The defeat of the progressive wing mirrors the lagging support for the center-left across Europe. In 2000, 10 of the 15 national governments within the European Union had left-wing parties in power. Today, only six of the 28 national governments do. Social democracy in Europe is in desperate need of renewal.

Many analysts continue to misdiagnose the root cause of the populist surge. Too often they blame economic forces when, as a growing pile of research shows, it has far more to do with values. As long as progressives fail to address the values gap, populists will have significant influence on Europe’s political landscape.

Austria’s new chancellor will be 31-year-old Sebastian Kurz from the People’s Party, which garnered more than 31 percent of the vote, according to preliminary results. Throughout the campaign, and like a growing number of mainstream politicians in Europe, Mr. Kurz talked of slashing benefits for migrants, closing Islamic schools, banning foreign funding for mosques and taking harsh measures to deal with the refugee crisis. Some have called him “the Conservative Macron” — a reference to Emmanuel Macron, the 39-year-old French president — because of how, like Mr. Macron, he has distanced himself from his country’s political old guard.

Mr. Kurz and his party also pushed through a ban on face coverings that took effect this month, a law that has been applied to ski masks and party costumes but is widely seen as an attack on Islamic burqas. Those caught wearing face coverings could be fined up to 150 euros (about $180).

The election of Mr. Kurz will bolster those people throughout Europe who are deeply critical of the humane approach to the refugee crisis taken by Angela Merkel, the German chancellor. There will be increased demands for a more assertive defense of Europe’s Christian culture, values and borders. Hungary, Poland and other states in Central and Eastern Europe will point to the Austrian election results as further evidence of a glaring disconnect between pro-refugee liberals in Brussels and anti-immigration, socially conservative voters.

But European populism didn’t start with the refugee crisis. It has been simmering for decades.
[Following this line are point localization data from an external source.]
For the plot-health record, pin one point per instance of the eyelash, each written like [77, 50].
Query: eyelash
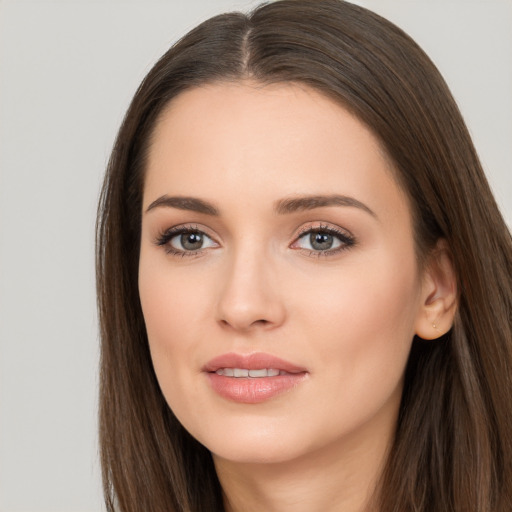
[165, 238]
[345, 238]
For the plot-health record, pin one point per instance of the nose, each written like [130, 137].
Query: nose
[251, 296]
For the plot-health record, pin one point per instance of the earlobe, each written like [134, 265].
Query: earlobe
[439, 294]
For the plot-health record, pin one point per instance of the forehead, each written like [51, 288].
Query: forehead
[263, 141]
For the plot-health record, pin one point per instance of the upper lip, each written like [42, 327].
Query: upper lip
[255, 361]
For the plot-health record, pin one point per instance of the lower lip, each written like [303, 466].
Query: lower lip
[248, 390]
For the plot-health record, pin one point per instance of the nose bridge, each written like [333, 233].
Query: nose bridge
[250, 295]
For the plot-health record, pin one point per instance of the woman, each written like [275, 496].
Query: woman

Beginning in the 1960s, and supported by the rapid expansion of higher education, the rise of a more socially liberal middle class fueled the spread of progressive values. The dominance of these more mobile, affluent and liberal voters was described by the academic Ronald Inglehart as the “silent revolution” — a new era in which our collective needs for physical, material and cultural security would gradually fade into the past.

But many thinkers, especially from the left, underestimated the lingering appeal of nationalism among less mobile, typically less educated and more socially conservative voters. Many of these voters were left behind in the modern economy — but not all of them.

As center-left parties embraced the middle-class liberal consensus, a coalition of working-class voters and social conservatives were cut adrift and defected to the populist right. Many countries in the West are now feeling the full force of their counterrevolution.

This is what gives populists staying power and makes them relatively immune to changing economic cycles. Americans were shocked by the election of Donald Trump, but in Europe campaigns similar to his have been attracting major support for nearly 40 years.

The Austrian Freedom Party is in the headlines today, as it was in 1999, during a time of low unemployment in Europe, when the party reached 27 percent of the vote. Similarly, Marine Le Pen caused waves earlier this year, but it was in the 1990s when her father first attracted a large share of the working-class electorate in France.

These populist revolts have been a long time coming and have staying power. There are no easy answers for the left, but one thing is clear: The traditional strategy of strongly condemning populism while avoiding the tougher job of bridging the values gap has broken down.

Matthew Goodwin, a professor of politics at the University of Kent and a senior fellow at Chatham House, is a co-author of Brexit: Why Britain Voted to Leave the E.U.